The making of good citizens
2015-10-08 | By BSN
First published in ACCESS Autumn 2015 e-zine
One of the key commitments of The British School in The Netherlands (BSN), is to develop students into well rounded individuals and global citizens.
Citizenship supports social development throughout early years and primary education, enabling children to develop an understanding of their communities and society, as well as how to engage with others appropriately. During this period, children learn things such as developing a positive sense of themselves, and others; forming positive relationships; respecting others; social skills; managing their own feelings; understanding appropriate group behaviour and developing confidence in their own abilities. At the BSN, each of the three junior schools have introduced a series of programmes that encourage and enable such development.
Putting it into practice
Learner profile attributes, such as working indepentently or communicating with others effectively, enable students to build on their global citizenship. One of the BSN’s key initiatives sees Year 1 to Year 6 students getting involved in their community by participating in a project at ‘De Tuinen van Mariahoeve’ a local community garden. Whilst there is an educational benefit for the children, as they learn about planting and growing organic fruits and vegetables, there is an equally imortant emphasis on community support.

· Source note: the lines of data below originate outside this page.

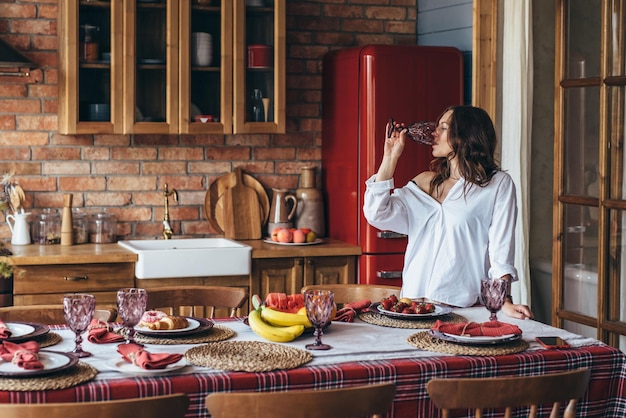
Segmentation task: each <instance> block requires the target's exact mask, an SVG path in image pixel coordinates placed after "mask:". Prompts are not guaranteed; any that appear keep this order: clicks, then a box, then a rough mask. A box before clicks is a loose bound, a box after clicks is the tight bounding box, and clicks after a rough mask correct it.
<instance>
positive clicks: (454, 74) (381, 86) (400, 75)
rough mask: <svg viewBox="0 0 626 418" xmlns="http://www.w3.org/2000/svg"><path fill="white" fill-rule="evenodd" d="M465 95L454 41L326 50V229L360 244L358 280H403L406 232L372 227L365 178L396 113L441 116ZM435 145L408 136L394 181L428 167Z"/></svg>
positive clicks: (325, 200)
mask: <svg viewBox="0 0 626 418" xmlns="http://www.w3.org/2000/svg"><path fill="white" fill-rule="evenodd" d="M462 103H463V58H462V55H461V52H460V51H459V50H458V49H456V48H452V47H431V46H394V45H367V46H361V47H354V48H346V49H342V50H337V51H334V52H331V53H329V54H327V55H326V56H325V57H324V62H323V78H322V169H323V171H322V179H323V190H324V192H325V202H326V219H327V227H328V229H327V232H326V235H327V236H329V237H332V238H336V239H339V240H342V241H345V242H349V243H351V244H355V245H359V246H360V247H361V248H362V251H363V254H362V255H361V257H360V262H359V272H358V277H359V282H360V283H369V284H388V285H396V286H400V285H401V282H402V276H401V273H402V266H403V263H404V260H403V258H404V250H405V248H406V243H407V240H406V236H403V235H399V234H395V233H391V232H388V231H380V230H378V229H376V228H373V227H371V226H370V225H369V224H368V223H367V221H366V220H365V217H364V216H363V194H364V192H365V180H366V179H367V178H369V177H370V176H371V175H373V174H374V173H375V172H376V170H377V169H378V166H379V165H380V162H381V160H382V155H383V141H384V135H385V124H386V123H387V121H388V120H389V118H390V117H393V118H394V119H395V120H397V121H401V122H405V123H407V124H409V123H412V122H417V121H421V120H432V121H435V120H436V119H437V117H438V116H439V115H440V114H441V113H442V112H443V111H444V109H445V108H446V107H448V106H451V105H457V104H462ZM431 159H432V154H431V148H430V147H429V146H426V145H421V144H417V143H414V142H412V141H407V144H406V146H405V150H404V153H403V155H402V157H401V159H400V161H399V164H398V167H397V170H396V172H395V175H394V182H395V186H396V187H401V186H403V185H405V184H406V183H407V182H408V181H409V180H410V179H412V178H413V177H414V176H415V175H417V174H418V173H419V172H421V171H424V170H426V169H428V164H429V163H430V161H431Z"/></svg>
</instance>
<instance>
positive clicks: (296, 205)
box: [268, 189, 298, 233]
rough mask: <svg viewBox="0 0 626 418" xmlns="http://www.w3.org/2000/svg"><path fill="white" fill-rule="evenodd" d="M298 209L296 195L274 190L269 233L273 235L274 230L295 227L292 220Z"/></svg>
mask: <svg viewBox="0 0 626 418" xmlns="http://www.w3.org/2000/svg"><path fill="white" fill-rule="evenodd" d="M290 206H291V207H290ZM297 207H298V201H297V200H296V197H295V196H294V195H292V194H290V193H289V190H287V189H272V202H271V204H270V217H269V221H268V231H269V232H270V233H271V232H272V230H273V229H274V228H279V227H280V228H291V227H293V221H292V218H293V215H294V214H295V213H296V209H297Z"/></svg>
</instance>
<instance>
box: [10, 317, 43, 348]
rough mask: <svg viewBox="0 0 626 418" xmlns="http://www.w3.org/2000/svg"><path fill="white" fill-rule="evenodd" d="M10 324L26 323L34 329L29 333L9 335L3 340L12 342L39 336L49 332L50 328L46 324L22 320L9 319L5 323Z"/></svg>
mask: <svg viewBox="0 0 626 418" xmlns="http://www.w3.org/2000/svg"><path fill="white" fill-rule="evenodd" d="M10 324H20V325H27V326H31V327H33V328H34V330H33V331H32V332H31V333H29V334H24V335H19V336H15V337H9V338H7V339H5V340H4V341H11V342H12V343H19V342H22V341H28V340H32V339H33V338H36V337H40V336H42V335H45V334H47V333H48V332H50V328H49V327H48V326H47V325H43V324H37V323H35V322H22V321H9V322H7V325H8V326H9V327H10Z"/></svg>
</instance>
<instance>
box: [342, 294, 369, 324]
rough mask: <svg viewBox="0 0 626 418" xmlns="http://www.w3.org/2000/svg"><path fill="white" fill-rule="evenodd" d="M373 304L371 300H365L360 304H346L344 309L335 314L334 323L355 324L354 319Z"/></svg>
mask: <svg viewBox="0 0 626 418" xmlns="http://www.w3.org/2000/svg"><path fill="white" fill-rule="evenodd" d="M371 304H372V302H371V301H370V300H369V299H363V300H360V301H358V302H351V303H346V304H345V305H343V308H341V309H339V310H338V311H337V313H336V314H335V319H333V321H340V322H354V318H355V317H356V316H357V315H358V314H359V313H360V312H361V311H362V310H364V309H367V308H369V307H370V305H371Z"/></svg>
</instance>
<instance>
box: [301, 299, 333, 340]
mask: <svg viewBox="0 0 626 418" xmlns="http://www.w3.org/2000/svg"><path fill="white" fill-rule="evenodd" d="M304 306H305V307H306V316H307V317H308V318H309V321H310V322H311V324H313V327H315V332H314V334H313V335H314V336H315V342H314V343H313V344H307V345H306V346H305V348H306V349H307V350H328V349H330V348H331V346H330V345H328V344H322V334H323V333H324V332H323V328H324V326H326V324H327V323H328V321H329V320H330V315H331V314H332V311H333V307H334V306H335V295H334V293H333V292H331V291H330V290H307V291H306V292H304Z"/></svg>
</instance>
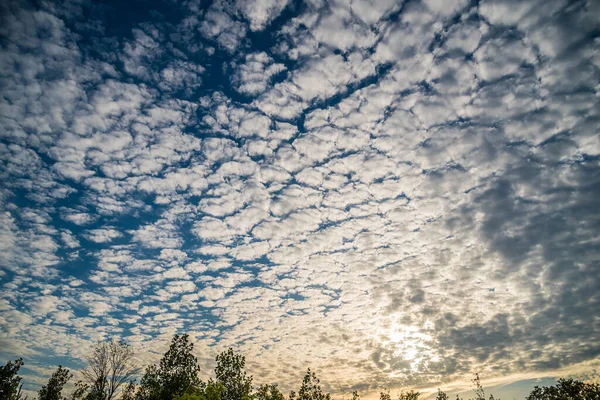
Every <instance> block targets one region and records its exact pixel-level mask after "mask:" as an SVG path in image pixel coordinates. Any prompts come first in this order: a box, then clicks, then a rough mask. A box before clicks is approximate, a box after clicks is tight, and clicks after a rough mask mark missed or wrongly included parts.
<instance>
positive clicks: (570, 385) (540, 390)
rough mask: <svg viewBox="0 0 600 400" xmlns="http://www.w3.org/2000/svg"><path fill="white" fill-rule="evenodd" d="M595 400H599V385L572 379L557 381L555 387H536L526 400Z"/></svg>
mask: <svg viewBox="0 0 600 400" xmlns="http://www.w3.org/2000/svg"><path fill="white" fill-rule="evenodd" d="M567 399H568V400H597V399H600V385H598V384H597V383H585V382H582V381H577V380H573V379H559V380H558V383H557V384H556V385H555V386H546V387H539V386H536V387H535V388H534V389H533V390H532V391H531V393H529V396H527V400H567Z"/></svg>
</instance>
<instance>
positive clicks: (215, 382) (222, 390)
mask: <svg viewBox="0 0 600 400" xmlns="http://www.w3.org/2000/svg"><path fill="white" fill-rule="evenodd" d="M224 392H225V386H223V384H222V383H221V382H215V381H213V380H212V379H209V380H208V382H206V383H204V382H202V383H201V384H200V387H199V388H193V389H188V391H186V392H185V393H183V394H181V395H177V396H175V397H173V400H221V399H222V398H223V393H224Z"/></svg>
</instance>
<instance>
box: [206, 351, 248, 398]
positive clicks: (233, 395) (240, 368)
mask: <svg viewBox="0 0 600 400" xmlns="http://www.w3.org/2000/svg"><path fill="white" fill-rule="evenodd" d="M245 365H246V357H244V356H243V355H241V354H235V353H234V352H233V349H231V348H229V349H228V350H226V351H224V352H222V353H221V354H219V355H218V356H217V366H216V368H215V376H216V377H217V382H220V383H222V384H223V386H225V393H223V400H243V399H248V398H250V394H251V392H252V376H246V372H245V371H244V366H245Z"/></svg>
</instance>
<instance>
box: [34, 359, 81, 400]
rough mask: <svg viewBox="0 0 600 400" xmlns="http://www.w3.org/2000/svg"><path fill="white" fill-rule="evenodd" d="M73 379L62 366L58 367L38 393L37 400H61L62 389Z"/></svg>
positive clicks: (66, 370)
mask: <svg viewBox="0 0 600 400" xmlns="http://www.w3.org/2000/svg"><path fill="white" fill-rule="evenodd" d="M72 377H73V374H71V373H70V372H69V370H68V369H66V368H63V367H62V365H59V366H58V369H57V370H56V371H54V373H53V374H52V376H51V377H50V379H49V380H48V383H47V384H46V385H44V386H42V388H41V389H40V390H39V391H38V399H39V400H62V399H64V397H62V394H61V393H62V389H63V387H64V386H65V384H66V383H67V382H68V381H69V379H71V378H72Z"/></svg>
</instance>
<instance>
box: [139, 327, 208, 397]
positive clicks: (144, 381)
mask: <svg viewBox="0 0 600 400" xmlns="http://www.w3.org/2000/svg"><path fill="white" fill-rule="evenodd" d="M193 350H194V344H193V343H190V341H189V336H188V335H187V334H184V335H181V336H179V335H175V336H173V339H172V340H171V346H170V347H169V350H168V351H167V352H166V353H165V355H164V356H163V357H162V359H161V360H160V363H159V365H158V366H156V365H151V366H149V367H148V368H147V369H146V373H145V374H144V376H143V377H142V380H141V382H140V387H139V389H138V392H137V397H138V398H139V399H141V400H171V399H172V398H173V397H175V396H182V395H183V394H184V393H186V392H189V393H196V392H197V391H198V390H200V389H201V387H202V385H201V381H200V378H199V377H198V373H199V372H200V367H199V366H198V359H197V358H196V356H194V355H193V353H192V352H193Z"/></svg>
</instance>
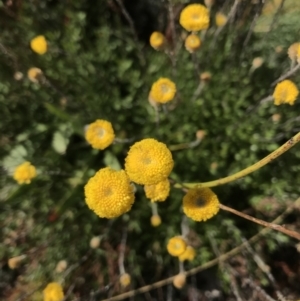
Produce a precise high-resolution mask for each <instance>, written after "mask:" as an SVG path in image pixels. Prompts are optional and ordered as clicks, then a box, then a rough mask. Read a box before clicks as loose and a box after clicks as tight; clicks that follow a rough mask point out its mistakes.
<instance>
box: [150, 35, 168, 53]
mask: <svg viewBox="0 0 300 301" xmlns="http://www.w3.org/2000/svg"><path fill="white" fill-rule="evenodd" d="M150 45H151V46H152V47H153V48H154V49H156V50H161V49H162V48H163V46H164V45H165V37H164V35H163V34H162V33H160V32H158V31H154V32H153V33H152V34H151V36H150Z"/></svg>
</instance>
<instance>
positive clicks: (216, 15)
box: [216, 13, 227, 27]
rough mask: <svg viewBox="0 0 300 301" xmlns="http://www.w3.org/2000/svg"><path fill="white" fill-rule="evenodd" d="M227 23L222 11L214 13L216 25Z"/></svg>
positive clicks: (222, 24) (225, 17) (221, 24)
mask: <svg viewBox="0 0 300 301" xmlns="http://www.w3.org/2000/svg"><path fill="white" fill-rule="evenodd" d="M226 23H227V17H226V16H225V15H224V14H222V13H216V25H217V26H218V27H222V26H224V25H225V24H226Z"/></svg>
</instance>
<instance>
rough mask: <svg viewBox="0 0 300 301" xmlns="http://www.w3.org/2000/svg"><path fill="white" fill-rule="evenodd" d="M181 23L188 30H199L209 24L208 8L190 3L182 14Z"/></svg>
mask: <svg viewBox="0 0 300 301" xmlns="http://www.w3.org/2000/svg"><path fill="white" fill-rule="evenodd" d="M179 23H180V24H181V26H182V27H183V28H184V29H186V30H187V31H199V30H202V29H207V28H208V26H209V12H208V9H207V8H206V7H205V6H204V5H201V4H190V5H188V6H186V7H185V8H184V9H183V10H182V11H181V14H180V19H179Z"/></svg>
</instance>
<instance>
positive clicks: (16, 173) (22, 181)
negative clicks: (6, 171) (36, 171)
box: [14, 161, 36, 184]
mask: <svg viewBox="0 0 300 301" xmlns="http://www.w3.org/2000/svg"><path fill="white" fill-rule="evenodd" d="M35 177H36V168H35V167H34V166H33V165H31V163H30V162H27V161H26V162H24V163H22V164H21V165H19V166H17V168H16V169H15V172H14V179H15V180H16V181H17V182H18V183H19V184H30V183H31V180H32V179H33V178H35Z"/></svg>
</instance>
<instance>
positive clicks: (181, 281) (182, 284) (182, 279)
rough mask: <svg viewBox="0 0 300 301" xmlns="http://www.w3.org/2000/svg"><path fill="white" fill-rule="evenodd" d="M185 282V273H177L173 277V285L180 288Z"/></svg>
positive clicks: (185, 282) (185, 281)
mask: <svg viewBox="0 0 300 301" xmlns="http://www.w3.org/2000/svg"><path fill="white" fill-rule="evenodd" d="M185 283H186V275H185V273H179V274H177V275H176V276H175V277H174V278H173V285H174V286H175V287H176V288H178V289H182V288H183V287H184V286H185Z"/></svg>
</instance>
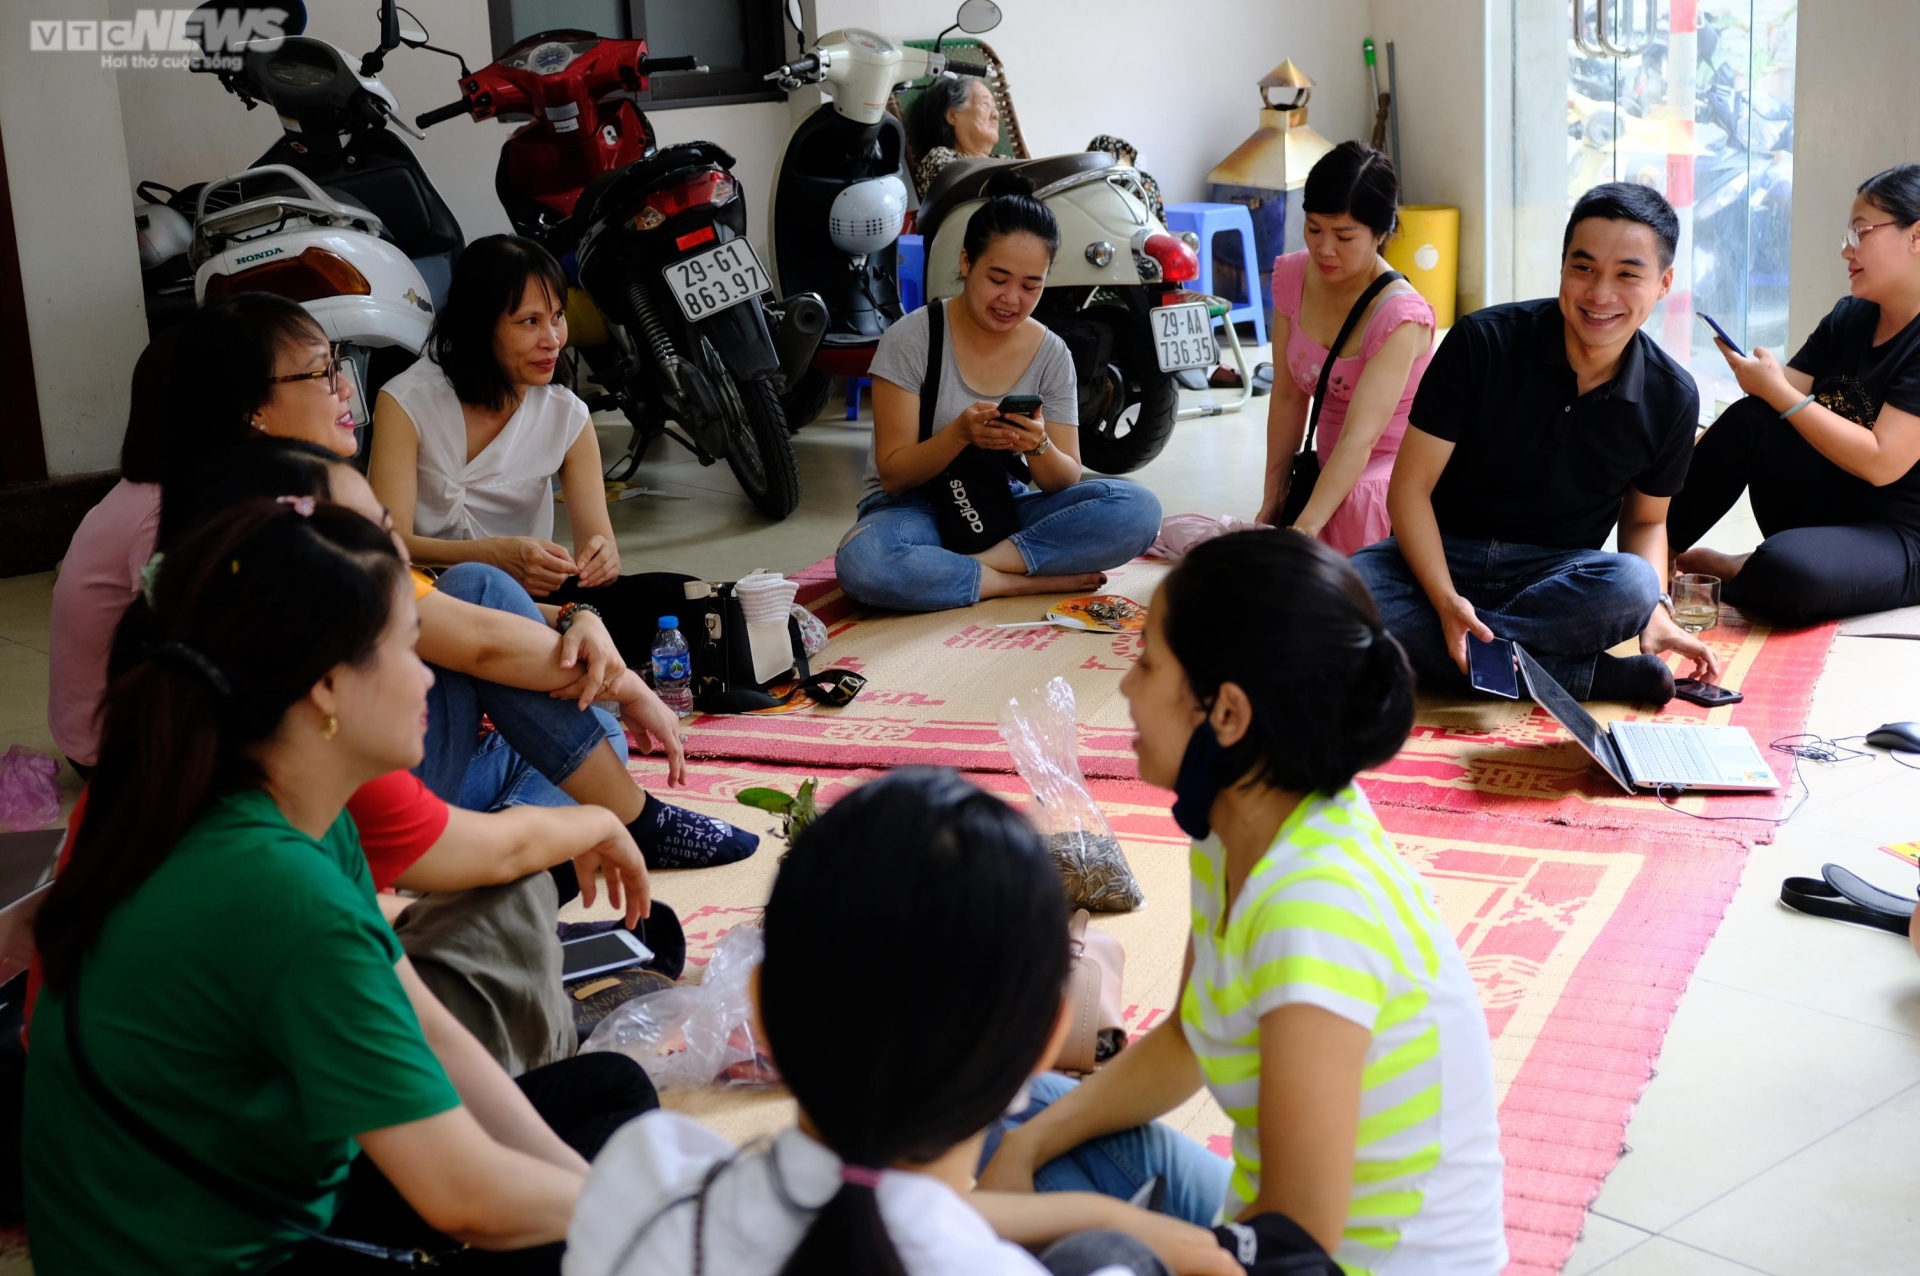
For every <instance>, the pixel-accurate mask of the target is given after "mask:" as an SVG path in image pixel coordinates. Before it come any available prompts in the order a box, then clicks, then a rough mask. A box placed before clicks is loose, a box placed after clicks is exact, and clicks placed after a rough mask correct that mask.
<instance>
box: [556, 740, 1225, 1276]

Responsible Citizens Awards have also been introduced which allow children to work towards achieving a Bronze, Silver and Gold award by collecting badges as a result of completing a set number of tasks, chosen from a range of categories. For example a ‘Creator’ badge would be awarded for performing a piece of music or reciting a poem, or a ‘Responsible Citizen’ badge can be achieved for doing the washing up at home for two weeks, or acting as a playground buddy to help new students make friends. A wide range and variety of award categories have purposely been made available so that children don’t feel they’re being asked to complete a task they don’t connect with, as this has the potential to become a de-motivator rather than an incentive.
Providing opportunities for children to take control of their own development in this way, offers teachers the chance to allow older students to ‘lead by example’. After all, the good behaviour demonstrated by peers everyday, is by far the best foundation of good citizenship.
The British School in The Netherlands is an independent British international school with three Junior School campuses in The Hague and a Senior School in Voorschoten. With around 2,000 students, the BSN is the largest provider of International education in the Netherlands for children aged 3 to 18.